The legislation is endorsed by the following groups: Third Way; Aspen Institute Future of Work Initiative; and National Skills Coalition.
“Unemployment Insurance provides important short-term financial relief to people who have lost work through no fault of their own. The Skills Renewal Act offers a crucial next step, providing financial support for unemployed and furloughed workers to access high-quality training opportunities to upgrade their existing skills and transition to sectors of the labor market where opportunities are expanding,” said Alastair Fitzpayne, Executive Director, Aspen Institute Future of Work Initiative.
“In the midst of a global pandemic and looming economic recession, we desperately need big and bold thinking to rescue American workers. Senators Amy Klobuchar (D-MN) and Ben Sasse (R-NE) have answered that call with the Skills Renewal Act. The Skills Training Credit this legislation creates is an essential tool to help tens of millions of unemployed Americans afford postsecondary credential programs that will help them advance their careers and re-enter the workforce,” said Gabe Horwitz, Senior Vice President, Economic Program, Third Way.
“Bold action is required to help newly unemployed Americans find their footing and begin preparing for life after the pandemic,” Klobuchar said. “This new legislation will help Americans gain skills that will be in demand for years to come and position them to rapidly reenter the workforce with increased earning potential as soon as businesses begin hiring again.”

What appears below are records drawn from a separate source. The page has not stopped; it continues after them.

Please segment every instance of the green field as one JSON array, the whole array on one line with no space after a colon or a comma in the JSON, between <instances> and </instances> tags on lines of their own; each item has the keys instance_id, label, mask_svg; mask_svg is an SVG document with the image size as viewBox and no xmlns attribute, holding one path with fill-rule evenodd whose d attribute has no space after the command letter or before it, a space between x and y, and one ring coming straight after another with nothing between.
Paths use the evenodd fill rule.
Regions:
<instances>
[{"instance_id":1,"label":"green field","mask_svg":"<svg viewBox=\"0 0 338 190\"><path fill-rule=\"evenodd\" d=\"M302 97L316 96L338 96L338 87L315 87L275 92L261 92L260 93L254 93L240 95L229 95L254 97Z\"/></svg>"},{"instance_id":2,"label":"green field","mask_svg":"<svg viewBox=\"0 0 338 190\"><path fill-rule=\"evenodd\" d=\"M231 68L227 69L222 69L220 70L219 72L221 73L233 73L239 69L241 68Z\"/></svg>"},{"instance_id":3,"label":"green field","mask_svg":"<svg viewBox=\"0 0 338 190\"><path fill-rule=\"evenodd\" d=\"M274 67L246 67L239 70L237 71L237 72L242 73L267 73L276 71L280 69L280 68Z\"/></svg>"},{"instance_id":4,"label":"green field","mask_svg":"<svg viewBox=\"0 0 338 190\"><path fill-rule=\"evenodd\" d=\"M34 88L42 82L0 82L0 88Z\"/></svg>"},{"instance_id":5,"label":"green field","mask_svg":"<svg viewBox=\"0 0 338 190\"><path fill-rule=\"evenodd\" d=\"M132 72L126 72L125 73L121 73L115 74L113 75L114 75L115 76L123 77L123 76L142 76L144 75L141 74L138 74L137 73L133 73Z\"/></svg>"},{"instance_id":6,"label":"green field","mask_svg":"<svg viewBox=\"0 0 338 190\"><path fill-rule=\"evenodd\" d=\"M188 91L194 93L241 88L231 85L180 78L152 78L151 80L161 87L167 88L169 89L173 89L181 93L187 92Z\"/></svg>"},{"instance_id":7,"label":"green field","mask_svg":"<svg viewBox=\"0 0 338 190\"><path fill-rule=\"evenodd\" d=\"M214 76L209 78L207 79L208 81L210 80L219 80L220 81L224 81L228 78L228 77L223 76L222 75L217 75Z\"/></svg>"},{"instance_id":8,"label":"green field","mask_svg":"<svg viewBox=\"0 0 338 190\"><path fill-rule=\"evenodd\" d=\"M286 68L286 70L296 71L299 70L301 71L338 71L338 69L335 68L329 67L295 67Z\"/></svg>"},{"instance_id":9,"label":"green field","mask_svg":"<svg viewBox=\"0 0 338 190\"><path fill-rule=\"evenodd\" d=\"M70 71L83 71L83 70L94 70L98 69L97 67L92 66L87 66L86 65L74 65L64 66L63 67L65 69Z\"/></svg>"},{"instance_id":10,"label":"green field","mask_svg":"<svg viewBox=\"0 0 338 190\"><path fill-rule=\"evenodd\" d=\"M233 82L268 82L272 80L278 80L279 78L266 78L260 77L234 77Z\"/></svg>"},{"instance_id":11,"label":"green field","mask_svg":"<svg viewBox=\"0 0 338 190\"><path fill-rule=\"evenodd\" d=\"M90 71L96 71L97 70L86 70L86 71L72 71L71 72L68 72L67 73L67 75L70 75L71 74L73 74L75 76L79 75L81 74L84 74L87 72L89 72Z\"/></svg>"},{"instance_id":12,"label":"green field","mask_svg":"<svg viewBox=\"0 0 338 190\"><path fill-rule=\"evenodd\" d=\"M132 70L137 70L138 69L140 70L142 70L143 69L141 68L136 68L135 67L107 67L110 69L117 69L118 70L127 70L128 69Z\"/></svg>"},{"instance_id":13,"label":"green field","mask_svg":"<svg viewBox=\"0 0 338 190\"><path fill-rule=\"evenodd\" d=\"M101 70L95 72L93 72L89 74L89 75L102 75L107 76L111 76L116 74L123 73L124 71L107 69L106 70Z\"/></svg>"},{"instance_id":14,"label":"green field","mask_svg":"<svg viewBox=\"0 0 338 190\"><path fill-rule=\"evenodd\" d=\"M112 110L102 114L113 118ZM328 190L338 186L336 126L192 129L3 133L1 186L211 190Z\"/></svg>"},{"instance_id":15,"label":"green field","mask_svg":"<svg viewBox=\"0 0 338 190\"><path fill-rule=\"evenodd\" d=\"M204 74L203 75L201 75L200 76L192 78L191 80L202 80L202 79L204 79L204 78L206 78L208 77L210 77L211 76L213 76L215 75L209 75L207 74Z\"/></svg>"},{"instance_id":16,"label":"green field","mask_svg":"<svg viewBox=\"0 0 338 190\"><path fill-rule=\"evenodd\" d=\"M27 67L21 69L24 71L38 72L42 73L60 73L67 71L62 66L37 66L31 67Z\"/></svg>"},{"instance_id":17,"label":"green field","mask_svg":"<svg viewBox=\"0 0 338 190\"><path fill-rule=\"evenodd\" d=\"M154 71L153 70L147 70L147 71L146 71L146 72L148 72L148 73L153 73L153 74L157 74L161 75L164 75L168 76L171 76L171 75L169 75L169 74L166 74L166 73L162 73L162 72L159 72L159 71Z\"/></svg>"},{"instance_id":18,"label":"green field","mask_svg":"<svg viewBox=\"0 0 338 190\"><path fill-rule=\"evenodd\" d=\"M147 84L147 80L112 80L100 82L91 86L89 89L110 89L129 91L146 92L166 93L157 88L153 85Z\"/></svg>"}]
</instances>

“Our economy was changing rapidly before this nasty virus and the current economic crisis is going to speed things up,” Sasse said. “We have to make sure that Americans have the skills we need to compete. Workers who are using this bumpy time to update their skills and retrain for new jobs are going to be a big part of that comeback, and we ought to reward them for their perseverance and grit. We’re going to come out of this stronger.”

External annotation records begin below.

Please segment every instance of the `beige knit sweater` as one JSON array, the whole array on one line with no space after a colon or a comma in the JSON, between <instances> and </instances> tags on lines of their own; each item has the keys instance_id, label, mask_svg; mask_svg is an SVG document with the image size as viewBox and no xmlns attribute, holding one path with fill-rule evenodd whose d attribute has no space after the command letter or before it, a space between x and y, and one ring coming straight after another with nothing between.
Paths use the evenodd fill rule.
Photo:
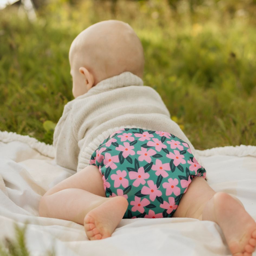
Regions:
<instances>
[{"instance_id":1,"label":"beige knit sweater","mask_svg":"<svg viewBox=\"0 0 256 256\"><path fill-rule=\"evenodd\" d=\"M57 163L80 171L105 138L119 129L132 127L170 132L188 143L195 155L159 94L126 72L101 81L65 106L53 135Z\"/></svg>"}]
</instances>

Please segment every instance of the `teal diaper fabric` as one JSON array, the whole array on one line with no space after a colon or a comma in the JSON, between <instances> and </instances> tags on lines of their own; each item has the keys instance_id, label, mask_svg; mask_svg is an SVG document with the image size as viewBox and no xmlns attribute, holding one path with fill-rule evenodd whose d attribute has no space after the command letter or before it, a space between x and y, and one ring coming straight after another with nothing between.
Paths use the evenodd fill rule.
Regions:
<instances>
[{"instance_id":1,"label":"teal diaper fabric","mask_svg":"<svg viewBox=\"0 0 256 256\"><path fill-rule=\"evenodd\" d=\"M110 135L90 164L99 167L106 197L128 200L125 218L171 217L193 178L206 175L185 142L166 132L138 128Z\"/></svg>"}]
</instances>

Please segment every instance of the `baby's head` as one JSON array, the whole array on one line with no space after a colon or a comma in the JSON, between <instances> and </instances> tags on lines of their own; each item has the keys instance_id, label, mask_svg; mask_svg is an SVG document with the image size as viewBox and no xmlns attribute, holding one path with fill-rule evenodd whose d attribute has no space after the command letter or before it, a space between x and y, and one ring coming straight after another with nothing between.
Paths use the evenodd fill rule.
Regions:
<instances>
[{"instance_id":1,"label":"baby's head","mask_svg":"<svg viewBox=\"0 0 256 256\"><path fill-rule=\"evenodd\" d=\"M133 30L122 21L102 21L82 31L71 44L69 59L75 98L125 71L142 76L142 46Z\"/></svg>"}]
</instances>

“As we continue dealing with the COVID-19 crisis, we must come together to develop and implement innovative strategies to get people back to work,” Booker said. “This bipartisan bill will enable laid-off workers to access rigorous, evidence-based training programs, helping ease the barriers to re-entering the workforce. In doing so, we can train and build a workforce that is stronger and more dynamic than ever before.”
“The COVID-19 epidemic has significantly altered our economy, and we should take smart, impactful steps to ensure American workers have access to the tools and training they need to succeed as the recovery process begins,” Scott said. “We know the longer people are unemployed, the harder it is for them to rejoin the workforce. The SKILLS Renewal Act will provide workers with the resources they need to keep their skills sharp while they are out of work, either through distance learning or more traditional methods such as apprenticeships.”